En juin 1925, le Comité exécutif du Congrès arabe palestinien adresse un mémorandum très documenté au Colonial Office, le Ministère des Colonies britanniques. Une toute autre version des évènements que celle de l'exécutif juif se dessine, montrant que malgré le problème de faible pluviosité, la situation aurait pu être gérable sans l'immigration et l'expansion urbaine juives de la partie occidentale de Jérusalem. C'est en effet "indéniablement l'augmentation exponentielle de la demande qui est la cause structurelle du déséquilibre", souligne Lemire, chiffres à l'appui, non seulement ceux des volumes d'eau dépensés, mais aussi ceux qui montrent un pic migratoire de "34.000 immigrants juifs en 1925, contre par exemple 8500 en 1922, 8000 en 1923, 3000 en 1927 ou 2000 en 1928." (Lemire, 2011). Les griefs de la communauté arabe sur la démesure de la construction immobilière liée à l'immigration juive seront confirmés par la Commission permanente des mandats émis par la SDN (Lemire, 2011), l'ancêtre de l'Organisation des Nations Unies, dont les résolutions multiples contre l'Etat Israélien, nous le verrons plus tard, tomberont dans les sourdes oreilles de ses dirigeants successifs.

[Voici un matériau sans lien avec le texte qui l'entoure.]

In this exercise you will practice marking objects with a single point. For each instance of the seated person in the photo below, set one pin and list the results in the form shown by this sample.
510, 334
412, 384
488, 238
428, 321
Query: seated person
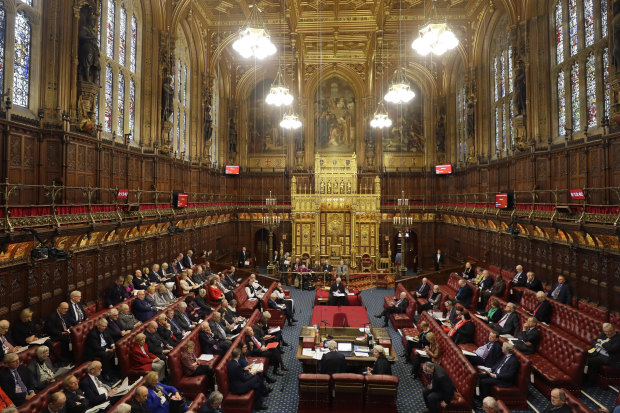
140, 358
382, 365
561, 291
440, 390
332, 362
16, 380
543, 309
142, 309
399, 307
606, 352
529, 337
338, 294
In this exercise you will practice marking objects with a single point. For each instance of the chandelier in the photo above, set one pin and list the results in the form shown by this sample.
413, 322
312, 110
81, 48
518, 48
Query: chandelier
279, 94
399, 91
434, 37
290, 121
381, 119
253, 40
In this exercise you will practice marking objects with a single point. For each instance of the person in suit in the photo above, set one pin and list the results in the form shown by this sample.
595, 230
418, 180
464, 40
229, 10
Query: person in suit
468, 272
529, 337
543, 309
519, 279
381, 365
509, 323
16, 380
209, 344
561, 291
213, 403
533, 283
141, 359
57, 327
338, 288
76, 313
99, 344
438, 260
423, 289
142, 309
605, 352
440, 390
242, 381
243, 257
464, 294
116, 293
558, 403
464, 330
399, 307
333, 362
76, 401
502, 374
489, 353
138, 404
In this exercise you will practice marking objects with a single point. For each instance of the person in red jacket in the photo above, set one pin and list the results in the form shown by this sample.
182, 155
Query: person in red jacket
140, 358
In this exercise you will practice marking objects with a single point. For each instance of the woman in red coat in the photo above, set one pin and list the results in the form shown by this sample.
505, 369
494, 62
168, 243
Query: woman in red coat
141, 359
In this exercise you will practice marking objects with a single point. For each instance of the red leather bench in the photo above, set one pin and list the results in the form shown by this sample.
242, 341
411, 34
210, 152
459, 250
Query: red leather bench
314, 393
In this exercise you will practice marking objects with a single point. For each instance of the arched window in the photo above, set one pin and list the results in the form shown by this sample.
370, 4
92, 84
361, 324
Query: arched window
180, 129
502, 84
118, 22
581, 65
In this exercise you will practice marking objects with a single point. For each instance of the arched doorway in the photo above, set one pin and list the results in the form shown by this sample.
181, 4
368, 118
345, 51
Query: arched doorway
411, 254
261, 246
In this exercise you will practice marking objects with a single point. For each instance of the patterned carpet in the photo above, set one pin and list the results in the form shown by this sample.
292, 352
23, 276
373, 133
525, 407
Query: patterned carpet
283, 399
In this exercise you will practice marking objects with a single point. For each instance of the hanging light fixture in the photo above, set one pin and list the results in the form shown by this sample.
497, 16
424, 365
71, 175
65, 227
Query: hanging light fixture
435, 37
254, 41
279, 93
399, 91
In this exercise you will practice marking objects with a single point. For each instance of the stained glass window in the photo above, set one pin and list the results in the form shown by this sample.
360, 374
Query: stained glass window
559, 33
107, 114
122, 37
575, 101
110, 33
132, 107
21, 63
134, 44
591, 91
561, 104
120, 105
573, 27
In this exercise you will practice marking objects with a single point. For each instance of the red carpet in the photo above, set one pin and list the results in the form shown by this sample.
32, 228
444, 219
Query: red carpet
356, 316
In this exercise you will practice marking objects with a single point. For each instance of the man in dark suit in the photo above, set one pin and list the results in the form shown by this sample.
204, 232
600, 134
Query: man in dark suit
100, 344
561, 292
438, 260
241, 381
116, 293
509, 323
399, 307
333, 362
76, 401
502, 374
529, 337
519, 279
57, 327
441, 389
17, 381
338, 288
423, 289
464, 294
76, 313
533, 283
489, 353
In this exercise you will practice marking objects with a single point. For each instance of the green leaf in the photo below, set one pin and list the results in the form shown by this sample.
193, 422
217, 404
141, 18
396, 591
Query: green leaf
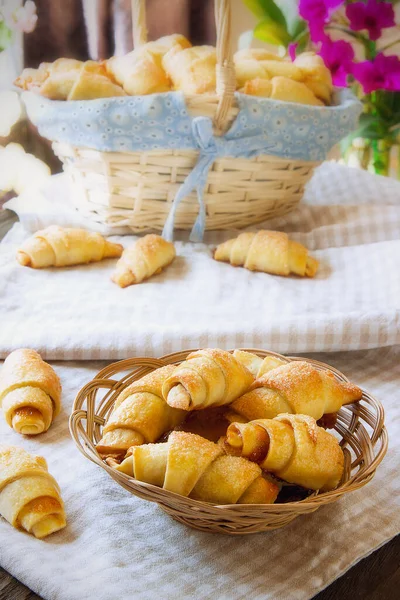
267, 9
5, 36
367, 129
297, 29
272, 33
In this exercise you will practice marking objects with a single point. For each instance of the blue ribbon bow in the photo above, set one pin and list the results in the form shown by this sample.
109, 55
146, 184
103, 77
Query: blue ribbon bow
210, 148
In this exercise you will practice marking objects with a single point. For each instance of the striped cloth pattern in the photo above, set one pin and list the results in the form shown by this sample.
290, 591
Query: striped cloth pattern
350, 221
118, 546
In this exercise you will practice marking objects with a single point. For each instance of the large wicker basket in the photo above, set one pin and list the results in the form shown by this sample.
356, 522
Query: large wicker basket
360, 427
136, 189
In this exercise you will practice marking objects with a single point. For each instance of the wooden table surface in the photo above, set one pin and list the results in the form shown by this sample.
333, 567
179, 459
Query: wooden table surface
377, 577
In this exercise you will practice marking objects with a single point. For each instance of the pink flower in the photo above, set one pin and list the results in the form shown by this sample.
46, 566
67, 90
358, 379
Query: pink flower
338, 57
292, 50
383, 73
317, 13
372, 16
24, 19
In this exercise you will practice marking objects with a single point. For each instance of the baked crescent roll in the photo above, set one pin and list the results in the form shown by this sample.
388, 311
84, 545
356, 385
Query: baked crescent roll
148, 256
140, 415
30, 392
194, 467
269, 252
92, 82
296, 387
206, 378
33, 79
191, 70
61, 247
316, 75
256, 365
256, 54
291, 447
29, 496
141, 72
282, 88
251, 68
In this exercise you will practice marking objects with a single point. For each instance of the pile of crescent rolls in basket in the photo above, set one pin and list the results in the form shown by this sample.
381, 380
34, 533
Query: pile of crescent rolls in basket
172, 63
219, 427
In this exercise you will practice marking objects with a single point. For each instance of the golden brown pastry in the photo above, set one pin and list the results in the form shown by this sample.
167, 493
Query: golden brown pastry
141, 72
194, 467
91, 82
30, 392
140, 415
32, 79
191, 70
256, 365
256, 54
291, 447
209, 377
316, 75
61, 247
282, 88
29, 496
148, 256
296, 387
269, 252
251, 68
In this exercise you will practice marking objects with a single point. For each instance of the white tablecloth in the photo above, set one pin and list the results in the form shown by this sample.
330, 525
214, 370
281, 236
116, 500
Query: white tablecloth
350, 221
117, 546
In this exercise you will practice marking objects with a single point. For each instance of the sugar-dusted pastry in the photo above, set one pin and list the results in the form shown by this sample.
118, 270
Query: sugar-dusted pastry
195, 467
140, 415
296, 387
291, 447
316, 76
269, 252
60, 247
256, 365
209, 377
191, 70
30, 392
148, 256
29, 496
92, 82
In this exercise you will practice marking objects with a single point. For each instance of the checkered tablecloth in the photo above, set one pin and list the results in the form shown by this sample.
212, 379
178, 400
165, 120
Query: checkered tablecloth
350, 221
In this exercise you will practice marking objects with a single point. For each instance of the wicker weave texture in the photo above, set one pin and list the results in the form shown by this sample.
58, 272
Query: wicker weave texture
137, 189
360, 427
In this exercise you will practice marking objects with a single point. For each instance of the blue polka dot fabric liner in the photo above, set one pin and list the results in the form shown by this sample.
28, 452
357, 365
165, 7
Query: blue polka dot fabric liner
161, 121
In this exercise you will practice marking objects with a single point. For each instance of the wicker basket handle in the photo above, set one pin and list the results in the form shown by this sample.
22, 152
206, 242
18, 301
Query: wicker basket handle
225, 72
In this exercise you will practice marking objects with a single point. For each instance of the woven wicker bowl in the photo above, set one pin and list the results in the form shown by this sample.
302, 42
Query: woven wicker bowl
360, 427
136, 189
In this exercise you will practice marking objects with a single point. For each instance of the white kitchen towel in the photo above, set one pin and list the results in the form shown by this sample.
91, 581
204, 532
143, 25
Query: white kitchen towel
350, 223
117, 546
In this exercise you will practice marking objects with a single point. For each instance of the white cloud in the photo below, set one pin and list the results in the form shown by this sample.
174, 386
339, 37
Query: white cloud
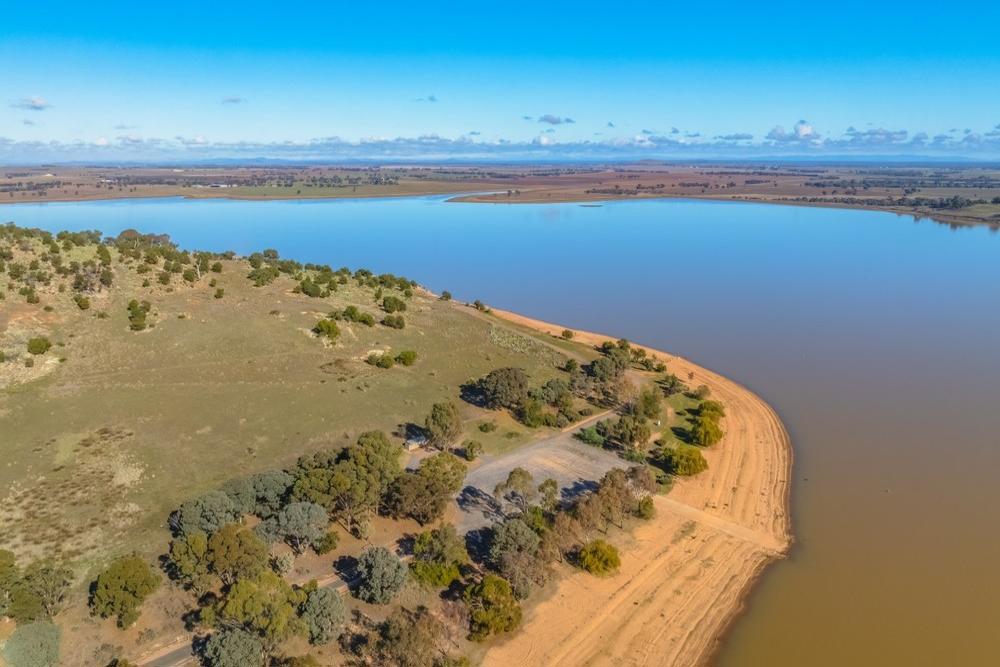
554, 120
31, 104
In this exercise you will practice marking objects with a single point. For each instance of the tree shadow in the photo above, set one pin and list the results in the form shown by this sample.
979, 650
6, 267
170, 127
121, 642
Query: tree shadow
471, 392
477, 543
578, 488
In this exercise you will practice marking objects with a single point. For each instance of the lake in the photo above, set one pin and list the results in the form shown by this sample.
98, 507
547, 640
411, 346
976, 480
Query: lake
876, 338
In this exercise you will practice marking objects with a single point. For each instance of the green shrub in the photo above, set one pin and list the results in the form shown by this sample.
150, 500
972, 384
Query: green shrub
393, 304
39, 345
493, 609
599, 557
33, 645
591, 436
472, 449
384, 360
684, 460
646, 510
327, 543
137, 314
406, 357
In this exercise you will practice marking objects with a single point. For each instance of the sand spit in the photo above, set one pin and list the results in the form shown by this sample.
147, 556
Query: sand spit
684, 575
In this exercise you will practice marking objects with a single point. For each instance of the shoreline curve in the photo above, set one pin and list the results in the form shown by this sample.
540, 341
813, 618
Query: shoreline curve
686, 574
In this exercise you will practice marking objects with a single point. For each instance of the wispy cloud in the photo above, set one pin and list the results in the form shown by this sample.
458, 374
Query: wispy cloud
31, 104
802, 140
551, 119
802, 132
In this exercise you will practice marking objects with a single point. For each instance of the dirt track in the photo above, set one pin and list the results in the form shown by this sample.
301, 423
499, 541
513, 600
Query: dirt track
685, 574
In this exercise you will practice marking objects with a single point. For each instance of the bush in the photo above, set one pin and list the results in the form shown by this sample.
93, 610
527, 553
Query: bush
438, 555
600, 558
381, 574
685, 460
384, 360
327, 328
406, 357
591, 436
39, 345
472, 449
393, 304
233, 647
33, 645
327, 543
137, 314
492, 608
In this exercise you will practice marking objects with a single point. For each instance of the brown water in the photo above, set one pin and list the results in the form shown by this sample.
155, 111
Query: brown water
875, 337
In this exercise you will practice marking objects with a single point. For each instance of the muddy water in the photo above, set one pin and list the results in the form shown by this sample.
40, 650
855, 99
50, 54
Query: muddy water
876, 338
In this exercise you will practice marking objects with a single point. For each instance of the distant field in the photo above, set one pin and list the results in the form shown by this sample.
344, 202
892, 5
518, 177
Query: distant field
957, 195
101, 447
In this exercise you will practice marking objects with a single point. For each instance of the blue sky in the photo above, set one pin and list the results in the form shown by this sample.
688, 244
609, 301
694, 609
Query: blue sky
435, 80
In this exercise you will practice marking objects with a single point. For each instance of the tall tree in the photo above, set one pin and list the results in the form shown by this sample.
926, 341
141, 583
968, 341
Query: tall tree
121, 589
443, 425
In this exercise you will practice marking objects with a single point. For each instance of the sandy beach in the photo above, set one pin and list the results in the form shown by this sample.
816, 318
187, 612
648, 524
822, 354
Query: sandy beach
685, 574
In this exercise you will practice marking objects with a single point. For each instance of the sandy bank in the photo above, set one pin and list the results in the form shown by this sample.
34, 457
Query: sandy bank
685, 574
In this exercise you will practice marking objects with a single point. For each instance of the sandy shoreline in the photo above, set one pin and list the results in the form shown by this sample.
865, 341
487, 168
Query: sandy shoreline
685, 575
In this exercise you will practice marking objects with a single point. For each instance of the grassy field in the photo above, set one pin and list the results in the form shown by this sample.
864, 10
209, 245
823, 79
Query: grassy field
99, 448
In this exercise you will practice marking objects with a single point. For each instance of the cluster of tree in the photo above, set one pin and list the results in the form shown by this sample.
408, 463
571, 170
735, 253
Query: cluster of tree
120, 590
327, 328
393, 304
137, 312
423, 494
254, 615
354, 314
631, 431
39, 345
35, 592
529, 539
407, 638
255, 609
683, 460
394, 321
706, 429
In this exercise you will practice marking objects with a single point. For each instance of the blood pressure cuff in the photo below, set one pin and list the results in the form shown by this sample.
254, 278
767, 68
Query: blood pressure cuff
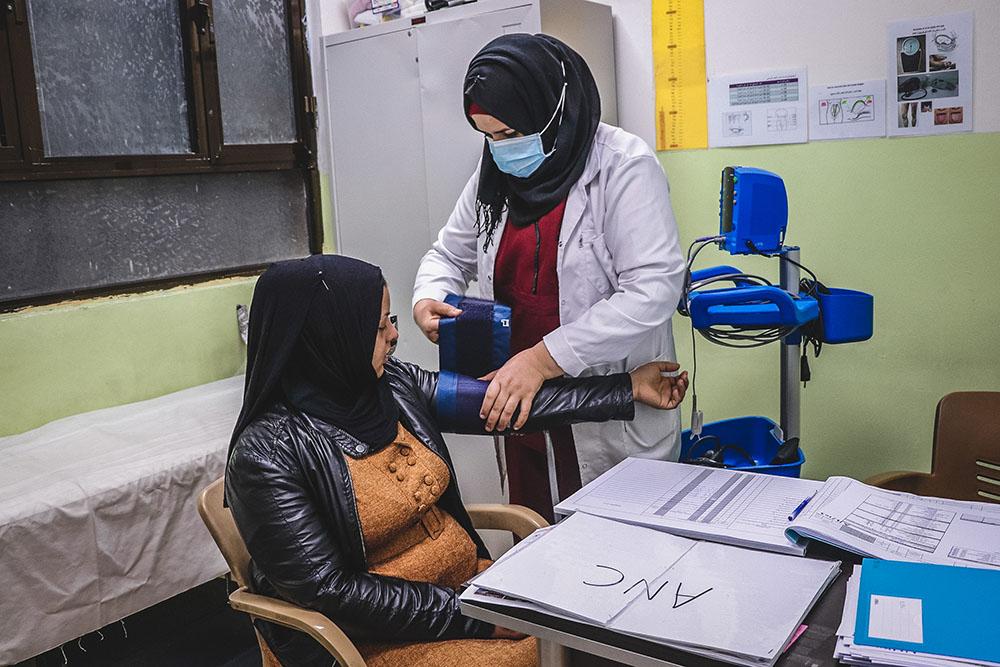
476, 342
457, 401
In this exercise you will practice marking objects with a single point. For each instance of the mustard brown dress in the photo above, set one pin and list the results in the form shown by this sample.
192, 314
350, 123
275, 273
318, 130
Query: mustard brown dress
406, 535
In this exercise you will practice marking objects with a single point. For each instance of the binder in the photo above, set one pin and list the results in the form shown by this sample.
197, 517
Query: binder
939, 609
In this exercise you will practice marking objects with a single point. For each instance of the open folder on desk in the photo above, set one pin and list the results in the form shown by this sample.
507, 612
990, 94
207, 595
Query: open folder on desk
729, 506
901, 526
731, 604
753, 510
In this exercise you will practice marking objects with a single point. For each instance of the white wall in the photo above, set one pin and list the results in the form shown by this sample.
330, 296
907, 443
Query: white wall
841, 42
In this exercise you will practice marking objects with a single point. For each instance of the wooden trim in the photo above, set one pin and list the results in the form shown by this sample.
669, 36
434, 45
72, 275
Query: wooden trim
10, 141
25, 91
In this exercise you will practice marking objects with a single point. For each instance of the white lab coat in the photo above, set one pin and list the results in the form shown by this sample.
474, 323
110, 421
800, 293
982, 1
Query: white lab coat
620, 273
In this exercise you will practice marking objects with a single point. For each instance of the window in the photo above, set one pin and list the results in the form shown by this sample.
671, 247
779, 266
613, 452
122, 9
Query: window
143, 141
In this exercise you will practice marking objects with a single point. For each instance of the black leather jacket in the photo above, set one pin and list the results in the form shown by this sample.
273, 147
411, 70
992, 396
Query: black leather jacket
290, 492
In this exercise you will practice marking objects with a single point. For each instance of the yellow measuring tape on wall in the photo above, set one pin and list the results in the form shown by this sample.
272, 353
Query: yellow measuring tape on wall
679, 70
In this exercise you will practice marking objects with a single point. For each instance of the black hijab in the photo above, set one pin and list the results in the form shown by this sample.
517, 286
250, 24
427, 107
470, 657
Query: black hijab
518, 79
313, 324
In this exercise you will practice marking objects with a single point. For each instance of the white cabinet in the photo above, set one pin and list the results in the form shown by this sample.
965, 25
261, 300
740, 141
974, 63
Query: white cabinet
402, 149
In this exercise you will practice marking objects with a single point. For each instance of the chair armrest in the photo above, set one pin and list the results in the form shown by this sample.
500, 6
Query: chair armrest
515, 518
897, 480
313, 623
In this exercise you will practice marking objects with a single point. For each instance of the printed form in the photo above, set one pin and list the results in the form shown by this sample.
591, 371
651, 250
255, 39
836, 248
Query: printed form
729, 506
902, 526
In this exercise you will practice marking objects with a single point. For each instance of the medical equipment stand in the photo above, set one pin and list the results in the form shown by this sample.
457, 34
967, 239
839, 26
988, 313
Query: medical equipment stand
791, 371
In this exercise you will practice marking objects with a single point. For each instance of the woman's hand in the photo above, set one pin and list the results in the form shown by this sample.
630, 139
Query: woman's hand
651, 387
427, 313
514, 386
504, 633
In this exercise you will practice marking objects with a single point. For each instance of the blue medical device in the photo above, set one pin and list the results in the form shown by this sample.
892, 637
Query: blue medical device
737, 309
753, 209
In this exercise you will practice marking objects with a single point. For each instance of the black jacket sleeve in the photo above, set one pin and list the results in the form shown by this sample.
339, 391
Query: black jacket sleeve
283, 525
559, 402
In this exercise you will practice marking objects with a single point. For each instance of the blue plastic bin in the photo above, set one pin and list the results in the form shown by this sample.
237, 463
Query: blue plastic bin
752, 434
848, 315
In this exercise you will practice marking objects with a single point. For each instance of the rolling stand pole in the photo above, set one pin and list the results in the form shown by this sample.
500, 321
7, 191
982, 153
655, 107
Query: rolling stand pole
790, 353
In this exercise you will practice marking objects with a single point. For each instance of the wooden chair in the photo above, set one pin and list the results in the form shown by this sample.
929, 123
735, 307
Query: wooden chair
519, 520
966, 458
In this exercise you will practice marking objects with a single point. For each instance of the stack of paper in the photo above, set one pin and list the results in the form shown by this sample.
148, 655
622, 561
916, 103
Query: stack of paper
901, 526
911, 614
741, 508
719, 601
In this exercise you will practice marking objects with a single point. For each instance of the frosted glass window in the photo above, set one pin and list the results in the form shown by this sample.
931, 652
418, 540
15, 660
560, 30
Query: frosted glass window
110, 76
255, 72
68, 235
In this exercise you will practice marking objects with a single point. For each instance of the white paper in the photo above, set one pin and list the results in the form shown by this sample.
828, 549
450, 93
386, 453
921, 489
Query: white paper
902, 526
896, 619
847, 110
738, 604
741, 508
758, 108
586, 566
929, 75
736, 600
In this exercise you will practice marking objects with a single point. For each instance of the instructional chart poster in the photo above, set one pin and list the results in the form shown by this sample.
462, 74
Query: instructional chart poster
847, 110
761, 108
930, 75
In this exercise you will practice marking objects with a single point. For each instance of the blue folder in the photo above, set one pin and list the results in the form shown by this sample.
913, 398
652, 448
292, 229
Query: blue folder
958, 608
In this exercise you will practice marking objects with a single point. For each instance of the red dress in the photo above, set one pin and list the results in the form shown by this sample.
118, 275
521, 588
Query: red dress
525, 279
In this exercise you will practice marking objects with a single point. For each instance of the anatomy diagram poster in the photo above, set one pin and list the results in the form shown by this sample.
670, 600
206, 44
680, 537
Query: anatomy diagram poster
929, 82
847, 110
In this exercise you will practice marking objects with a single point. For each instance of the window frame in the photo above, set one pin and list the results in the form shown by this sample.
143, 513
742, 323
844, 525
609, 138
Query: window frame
24, 160
209, 152
10, 140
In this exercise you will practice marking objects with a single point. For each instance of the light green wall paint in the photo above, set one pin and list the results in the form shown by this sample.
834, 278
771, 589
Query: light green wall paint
914, 221
69, 358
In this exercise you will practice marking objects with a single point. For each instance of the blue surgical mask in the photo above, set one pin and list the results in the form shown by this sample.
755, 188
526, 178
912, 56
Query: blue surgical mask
522, 156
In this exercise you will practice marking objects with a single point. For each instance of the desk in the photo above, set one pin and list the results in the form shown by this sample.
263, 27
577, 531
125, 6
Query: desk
813, 649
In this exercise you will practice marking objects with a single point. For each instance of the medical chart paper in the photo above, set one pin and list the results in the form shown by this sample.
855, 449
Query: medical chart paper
729, 506
760, 108
901, 526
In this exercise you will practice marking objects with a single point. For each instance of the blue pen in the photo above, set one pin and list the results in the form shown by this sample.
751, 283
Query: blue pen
802, 506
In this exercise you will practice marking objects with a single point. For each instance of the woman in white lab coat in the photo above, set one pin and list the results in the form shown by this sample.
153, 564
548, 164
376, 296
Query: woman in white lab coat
568, 221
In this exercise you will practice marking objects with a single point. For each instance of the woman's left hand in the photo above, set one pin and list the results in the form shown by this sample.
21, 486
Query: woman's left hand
651, 387
514, 386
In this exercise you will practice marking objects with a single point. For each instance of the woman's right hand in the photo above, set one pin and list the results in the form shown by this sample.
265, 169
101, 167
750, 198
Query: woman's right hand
650, 386
427, 313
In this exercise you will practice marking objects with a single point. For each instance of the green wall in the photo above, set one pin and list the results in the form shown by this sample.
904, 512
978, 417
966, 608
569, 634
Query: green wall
914, 221
77, 356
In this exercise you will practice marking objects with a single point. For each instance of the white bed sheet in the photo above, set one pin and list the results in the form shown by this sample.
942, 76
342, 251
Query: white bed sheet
98, 517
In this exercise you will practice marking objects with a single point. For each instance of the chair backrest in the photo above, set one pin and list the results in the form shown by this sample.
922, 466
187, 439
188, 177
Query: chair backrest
219, 521
966, 462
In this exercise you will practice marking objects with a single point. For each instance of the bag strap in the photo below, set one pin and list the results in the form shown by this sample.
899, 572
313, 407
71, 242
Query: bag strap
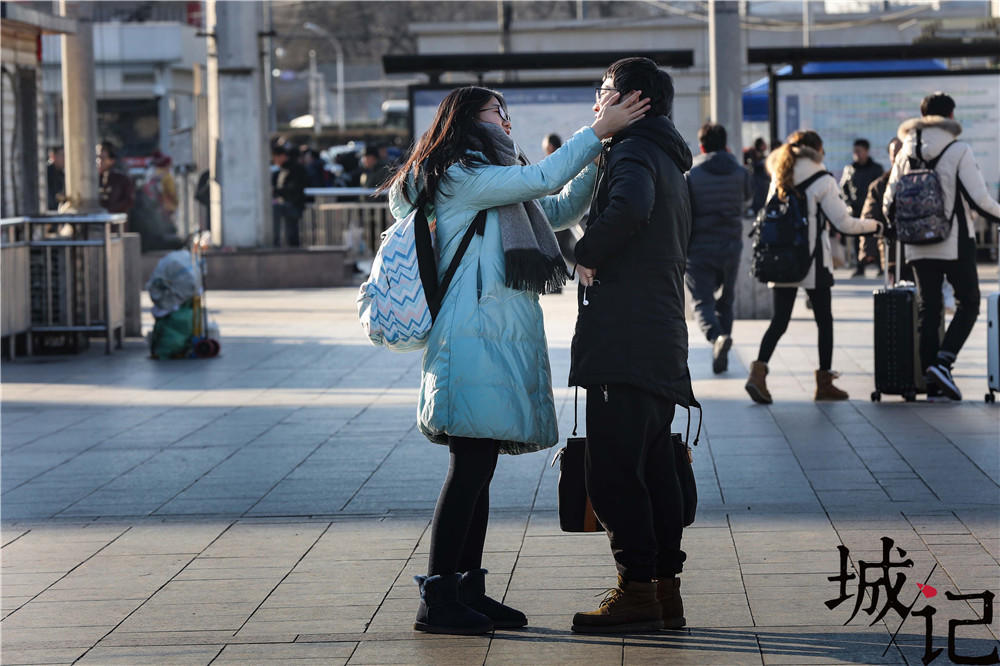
933, 163
477, 227
920, 154
801, 187
576, 408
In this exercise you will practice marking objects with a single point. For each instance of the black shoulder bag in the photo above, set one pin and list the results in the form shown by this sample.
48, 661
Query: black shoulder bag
576, 513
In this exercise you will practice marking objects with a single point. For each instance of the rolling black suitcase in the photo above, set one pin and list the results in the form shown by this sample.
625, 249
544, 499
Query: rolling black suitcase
897, 352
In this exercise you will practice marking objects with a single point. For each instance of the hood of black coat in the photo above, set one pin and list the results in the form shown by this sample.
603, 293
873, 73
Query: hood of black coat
661, 131
719, 163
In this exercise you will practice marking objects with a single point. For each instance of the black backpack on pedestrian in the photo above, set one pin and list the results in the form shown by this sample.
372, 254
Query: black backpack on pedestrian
781, 236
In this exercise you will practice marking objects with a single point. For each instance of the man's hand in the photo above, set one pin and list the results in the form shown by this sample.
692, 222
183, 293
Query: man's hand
587, 275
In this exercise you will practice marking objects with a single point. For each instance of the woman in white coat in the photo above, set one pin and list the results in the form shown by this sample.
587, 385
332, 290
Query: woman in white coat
798, 160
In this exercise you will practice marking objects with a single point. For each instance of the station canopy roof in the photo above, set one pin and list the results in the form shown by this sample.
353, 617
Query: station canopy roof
755, 95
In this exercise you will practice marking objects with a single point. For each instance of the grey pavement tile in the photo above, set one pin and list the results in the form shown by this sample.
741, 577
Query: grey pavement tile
256, 629
693, 646
179, 655
71, 614
282, 401
300, 654
170, 638
458, 651
19, 656
827, 645
534, 645
52, 637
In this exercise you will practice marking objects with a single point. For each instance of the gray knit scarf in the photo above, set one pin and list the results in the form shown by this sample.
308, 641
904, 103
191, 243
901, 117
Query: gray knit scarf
532, 259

Pinhas Rutenberg ne s'est pas contenté de s'occuper du problème de l'eau. Dès 1923, il fonde la Compagnie électrique de Palestine et inaugure la première centrale à vapeur de Tel Aviv, construction qui précédera celles d'Haïfa et de Tibériade. Ne pouvant se contenter du volume d'énergie total qu'elles représentent, il s'attaque au projet d'une grosse centrale hydroélectrique, au confluent du Yarmouk et du Jourdain, alors même qu'elle est située dans une zone frontière peu définie, entre les territoires occupés par la Grande-Bretagne, la Jordanie et la France. Il finira cependant par le réaliser, aux "termes d’efforts techniques et diplomatiques considérables" (Amsellem, 2014). Là encore, il ne s'agit pas de dénier aux colonisateurs ni leurs talents, ni leur âpreté au travail, mais de constater que tous leurs efforts sont dirigés exclusivement vers la prospérité du Yichouv et jamais pour le bien commun. En effet, en presque trois ans, cette centrale fournira plus des trois quarts de l'électricité consommée dans les colonies, sans compter celle que fourniront de nouvelles centrales, à Haïfa en 1935 et une seconde à Tel Aviv en 1938. A l'inverse, "le reste du territoire où résident exclusivement les populations arabes est encore très mal équipé, comme le confirme une étude (3) réalisée au début de l’année 1946 par les Britanniques sur la situation générale en Palestine. Celle-ci précise en effet que la compagnie électrique de Rutenberg fournit l’électricité à toutes les grandes villes de Palestine sauf Ramallah, Bethléem, Naplouse, Hébron, Beersheva et Jéricho, des villes largement peuplées d’Arabes" (Amsellem, op. cité). Pour cette raison, la carte du réseau électrique créé par Rutenberg épouse parfaitement celle de l'implantation coloniale juive (cf. ci dessous).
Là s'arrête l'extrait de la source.